Screening for genetic metabolic diseases
Screening for genetic metabolic diseases is essentially a type of pre-disease prevention and control method for newborns and high-risk groups. The core value is to diagnose patients before they develop irreversible organ damage and intellectual disability. More than 90% of the diseases that can be intervened, as long as they are diagnosed and treated early, patients can achieve a quality of life and life expectancy that is almost the same as that of the general population.
Last year, when I was following up at the genetics clinic, I met a little girl in third grade with braids. When she entered the door, she was handed a certificate for the third prize in a mathematics competition. She is a patient with phenylketonuria who was diagnosed with phenylketonuria by taking heel blood test when she was 3 days old. She has been drinking special formula powder and controlling her natural protein intake since she was one month old. Now she pays more attention to her diet than other children, and she has not fallen behind in running, jumping and studying. If she had not been screened, there was a high chance that she would suffer from mental retardation and convulsions after six months of age, and she would not even survive to school age.
It is often said in the industry that "screening is more important than diagnosis" because this type of disease is too hidden - to put it bluntly, the "switch" of a certain metabolic pathway in the body is broken, and the toxins that should be decomposed are piled up in the body, damaging the brain and liver, and the nutrients that should be synthesized cannot be produced and hinder development. Nowadays, the national free newborn screening package generally covers 4-7 high-incidence and interventionable diseases, such as phenylketonuria and congenital hypothyroidism just mentioned. Localities adjust slightly according to the incidence. The time requirement for collecting heel blood is 72 hours after birth and after adequate breastfeeding. We are afraid that there is not enough food and metabolism has not started, and a false negative is a waste of time.
The most controversial issue now is whether to add money for expanded screening in addition to free screening. The packages on the market range from dozens to hundreds, and the prices range from hundreds to thousands. Dr. Zhang from the community maternal and child health care hospital I know often advises ordinary families not to blindly follow the trend: "The incidence rate of many diseases is only one in 100,000 or 200,000. Most of them are found to have no mature intervention methods. Parents cry for half a month with the abnormality report. The final re-examination is a false positive, which is not a mistake." This is indeed not nonsense. The more items are expanded for screening, the higher the false positive rate. I have seen too many parents receive a re-examination call so that they can't sleep all night. In the end, after two or three re-examinations, they were all false alarms, which wasted their emotions.
But a 1-year-old child I received last month left me speechless. The child looked normal until he was half a year old, but then he suddenly couldn't sit up and didn't respond to his name. It took more than three months of tests before he was diagnosed with methylmalonic acidemia. If he had spent more than 100 yuan more for basic expanded screening at birth, the diagnosis could have been made at that time, and he could be controlled by taking special milk powder and vitamin B12 supplements. Now the brain damage is irreversible, and subsequent rehabilitation can only allow him to return to a semi-autonomous life, which is really a pity.
My general advice to parents is never "must be screened" or "screening is not necessary." If you have a child who died of unknown causes at home, your parents are close relatives, or you have given birth to a child with a metabolic disease before, you are a high-risk group, let alone expand screening. Relevant carrier testing should be done before delivery; if there are no high-risk factors at all, then weigh and consider whether you can accept the one in ten thousand chance of getting the disease. If you can, just do it for free. If not, just spend hundreds more to buy it for peace of mind. There is no need to be led away by anxious articles from marketing accounts.

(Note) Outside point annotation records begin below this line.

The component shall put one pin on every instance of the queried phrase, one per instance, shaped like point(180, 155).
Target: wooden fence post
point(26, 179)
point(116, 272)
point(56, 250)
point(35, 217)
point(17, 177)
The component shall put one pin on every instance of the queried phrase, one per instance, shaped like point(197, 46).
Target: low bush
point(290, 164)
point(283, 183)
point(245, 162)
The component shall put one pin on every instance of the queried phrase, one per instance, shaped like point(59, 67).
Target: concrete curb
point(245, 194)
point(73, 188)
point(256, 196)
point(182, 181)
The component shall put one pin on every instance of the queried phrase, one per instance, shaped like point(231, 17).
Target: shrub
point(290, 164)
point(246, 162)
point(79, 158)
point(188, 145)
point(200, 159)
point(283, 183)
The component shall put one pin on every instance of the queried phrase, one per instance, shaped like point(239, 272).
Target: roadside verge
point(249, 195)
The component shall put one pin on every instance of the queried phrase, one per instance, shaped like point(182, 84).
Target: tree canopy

There is another direction that has been discussed a lot recently: Should the coverage of screening for genetic metabolic diseases be extended to adults? Those who support it believe that many late-onset metabolic diseases are often misdiagnosed as epilepsy, liver disease, and neurodegenerative diseases, and early screening can avoid many detours; those who oppose it believe that the incidence rate in adults is lower and that large-scale screening is a waste of medical resources. Not long ago, there was a 28-year-old patient who suffered from recurrent liver damage for unknown reasons. After two years of examination, he was finally diagnosed with hepatolenticular degeneration after a metabolic screening. After two months of copper excretion treatment, his indicators became normal. If he had been diagnosed a few years earlier, he would not have suffered so much.
In fact, if you work in this industry for a long time, you will find that there is never a perfect screening plan. All choices are essentially a balance between probability and affordability. After all, for a single family, if the probability of one in 10,000 falling on their own head is 100%, the sky will fall. What we can do is to put all the facts, pros and cons on the table, so that everyone can choose the option they don't regret.